Willing.  I had to look – the NRSV, which we read before this sermon started, translates the Greek word use here as “choose.”  “If you choose, you can make me clean.”  If Jesus chooses?   So l looked at the Greek and the word is “thelo” or “will, want, desire.”   “Jesus, if you desire…if you want…if you are willing, you can make me clean.”  And, of course, Jesus is willing.  It is the desire of God’s very heart that we are made whole, restored to relationship.  That’s why Jesus came.

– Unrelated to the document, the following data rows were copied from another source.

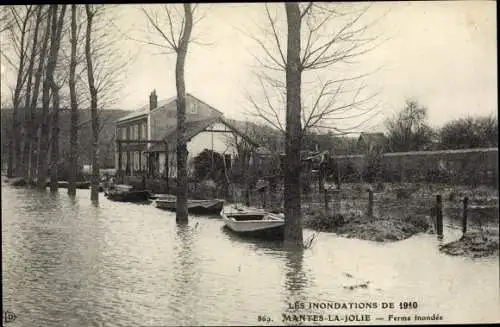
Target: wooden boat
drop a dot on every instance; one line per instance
(253, 222)
(64, 184)
(127, 193)
(17, 181)
(169, 202)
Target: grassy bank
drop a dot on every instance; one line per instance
(474, 245)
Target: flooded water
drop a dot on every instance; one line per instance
(70, 263)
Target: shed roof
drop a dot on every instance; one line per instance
(377, 138)
(144, 111)
(193, 128)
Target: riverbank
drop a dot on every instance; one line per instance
(378, 229)
(474, 245)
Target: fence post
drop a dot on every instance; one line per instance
(464, 217)
(439, 216)
(325, 198)
(370, 203)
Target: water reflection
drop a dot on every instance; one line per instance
(69, 263)
(296, 279)
(185, 280)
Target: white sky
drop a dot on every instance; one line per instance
(441, 53)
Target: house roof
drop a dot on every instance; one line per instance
(193, 128)
(143, 111)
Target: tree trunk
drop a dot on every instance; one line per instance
(94, 181)
(28, 116)
(15, 140)
(73, 136)
(182, 212)
(293, 223)
(34, 100)
(54, 155)
(49, 84)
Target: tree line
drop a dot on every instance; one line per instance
(61, 60)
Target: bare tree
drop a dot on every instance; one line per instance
(73, 147)
(408, 130)
(330, 36)
(18, 31)
(314, 43)
(29, 112)
(48, 85)
(33, 127)
(175, 37)
(293, 136)
(94, 193)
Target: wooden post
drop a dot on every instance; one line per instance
(326, 199)
(119, 173)
(464, 217)
(166, 169)
(370, 203)
(439, 216)
(263, 197)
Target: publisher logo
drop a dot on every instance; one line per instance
(9, 316)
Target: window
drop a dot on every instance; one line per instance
(227, 159)
(193, 107)
(144, 131)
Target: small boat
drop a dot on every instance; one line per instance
(127, 193)
(169, 202)
(254, 222)
(17, 181)
(78, 185)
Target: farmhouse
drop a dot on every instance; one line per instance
(206, 128)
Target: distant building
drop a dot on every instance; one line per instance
(369, 142)
(206, 128)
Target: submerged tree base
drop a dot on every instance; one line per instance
(474, 245)
(366, 228)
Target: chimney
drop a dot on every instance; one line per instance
(153, 100)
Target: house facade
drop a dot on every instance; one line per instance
(206, 128)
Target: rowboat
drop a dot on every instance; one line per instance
(169, 202)
(127, 193)
(17, 181)
(253, 222)
(65, 184)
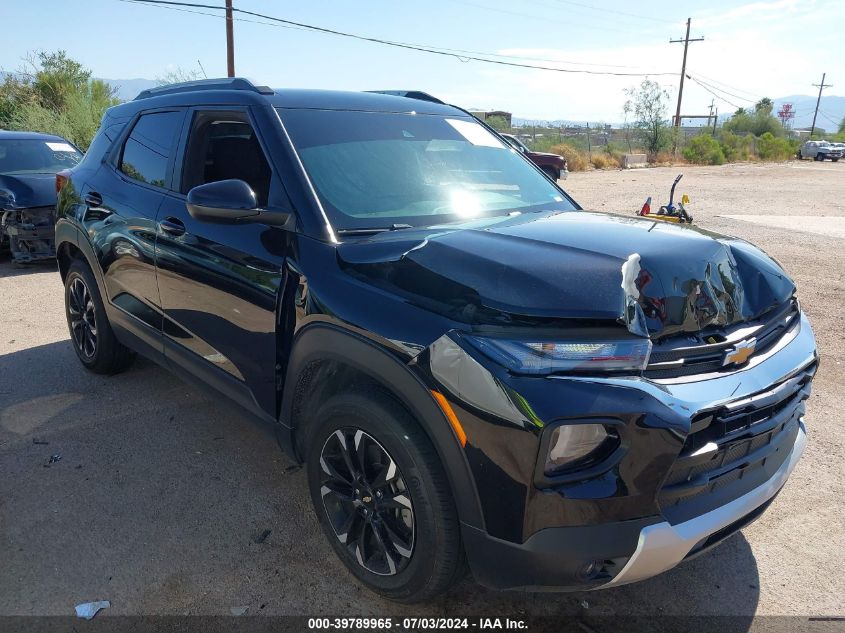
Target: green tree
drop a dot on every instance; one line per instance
(55, 94)
(704, 150)
(764, 106)
(648, 103)
(757, 122)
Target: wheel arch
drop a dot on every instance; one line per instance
(324, 351)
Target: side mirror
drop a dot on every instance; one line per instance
(222, 200)
(231, 200)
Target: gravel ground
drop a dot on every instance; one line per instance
(161, 493)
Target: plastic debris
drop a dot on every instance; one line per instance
(88, 610)
(260, 538)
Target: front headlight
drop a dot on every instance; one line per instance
(576, 445)
(544, 357)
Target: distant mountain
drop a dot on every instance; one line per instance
(831, 111)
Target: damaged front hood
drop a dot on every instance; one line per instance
(574, 265)
(27, 190)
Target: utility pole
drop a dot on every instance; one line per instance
(686, 42)
(821, 86)
(230, 40)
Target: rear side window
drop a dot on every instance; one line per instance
(147, 151)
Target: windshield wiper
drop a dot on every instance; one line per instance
(373, 230)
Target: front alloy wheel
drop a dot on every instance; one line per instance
(82, 317)
(366, 501)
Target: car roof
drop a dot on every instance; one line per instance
(239, 91)
(22, 135)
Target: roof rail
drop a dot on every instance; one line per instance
(410, 94)
(229, 83)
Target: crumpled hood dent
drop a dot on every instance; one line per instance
(27, 190)
(654, 278)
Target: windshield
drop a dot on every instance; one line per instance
(35, 156)
(375, 169)
(516, 142)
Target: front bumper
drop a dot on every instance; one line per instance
(554, 559)
(558, 555)
(662, 546)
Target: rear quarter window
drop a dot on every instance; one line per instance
(147, 151)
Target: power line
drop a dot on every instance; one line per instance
(405, 45)
(724, 85)
(686, 42)
(719, 97)
(440, 48)
(701, 81)
(821, 86)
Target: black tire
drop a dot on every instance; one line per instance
(98, 350)
(552, 173)
(377, 429)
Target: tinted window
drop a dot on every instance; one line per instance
(33, 156)
(224, 146)
(149, 146)
(374, 169)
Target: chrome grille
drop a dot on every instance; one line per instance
(738, 445)
(704, 353)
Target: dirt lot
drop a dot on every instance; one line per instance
(160, 492)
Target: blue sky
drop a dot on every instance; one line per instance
(751, 49)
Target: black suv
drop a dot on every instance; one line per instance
(470, 367)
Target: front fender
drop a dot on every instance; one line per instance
(322, 341)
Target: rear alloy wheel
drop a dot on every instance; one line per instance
(81, 318)
(366, 501)
(90, 332)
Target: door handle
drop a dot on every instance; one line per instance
(93, 199)
(174, 226)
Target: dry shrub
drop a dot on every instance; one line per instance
(576, 160)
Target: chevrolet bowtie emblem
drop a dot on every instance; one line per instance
(740, 353)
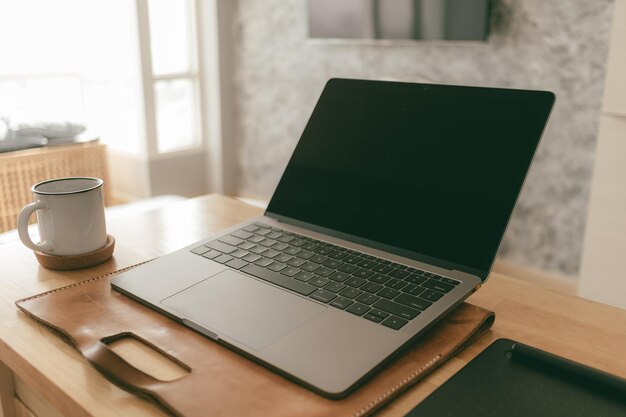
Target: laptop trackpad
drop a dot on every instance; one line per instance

Lonely.  I had to think about this one for awhile.  It comes from the reversal of circumstances between the leper and Jesus.  At the beginning of the story, the leper is banished to the lonely places, the country, away from anyone whom he might infect with his disease.  Jesus is travelling from town to town proclaiming the kingdom of God.  At the end of his encounter with Jesus, the leper is restored to community, and goes back to his village, and tells everyone what Jesus did for him.  As a result, the crowds begin to mob Jesus, and he remains in the lonely places, where the crowds still seek him out. 
There was a cost to Jesus’ compassionate touch.  It changed his plans for his ministry.  Last week our reading ended with Jesus telling the disciples that they were going to proclaim the message in neighboring towns, but now he can’t go into the towns.  Still, Jesus was willing to heal regardless of the potential for altering his plans.  Throughout his ministry, Jesus makes choices that cost – forgiving sins which enrages the Pharisees, hanging out with sinners and tax collectors and prostitutes, challenging the scribes and Pharisees when their interpretation of God’s will for the people binds the people in needless rules, turning over the money tables in the temple, going to the cross.  There is risk to loving someone, and Jesus was willing to take that risk even if it meant those agonizing hours on the cross, cut off from God and everyone.

And that’s really what the gospel – the good news is all about.  Mark begins his gospel with “the beginning of the good news of Jesus Christ, Son of God. By the end of what we call the first chapter we are presented with “the image of a God who is compassionate; reaches out to touch us in love; is so willing and eager to embrace us in healing, forgiveness, and grace; and eagerly embraces the pain and sin of the world out of love for us, for us and the whole wide world we live in.”[iv]

[i] Mark 1:40-45, New Living Translation
[ii] Dear Working Preacher, David Lose,
[iii] I cannot remember where I heard the story and it’s been so long that I’m not sure I have all the details right.  My apologies to the original teller if I’ve altered the story.  The point of the story remains the same; the boy experienced the church as the place where God shook his hand.
[iv] I couldn’t put it better than David Lose did (see above citation).  Thank you David!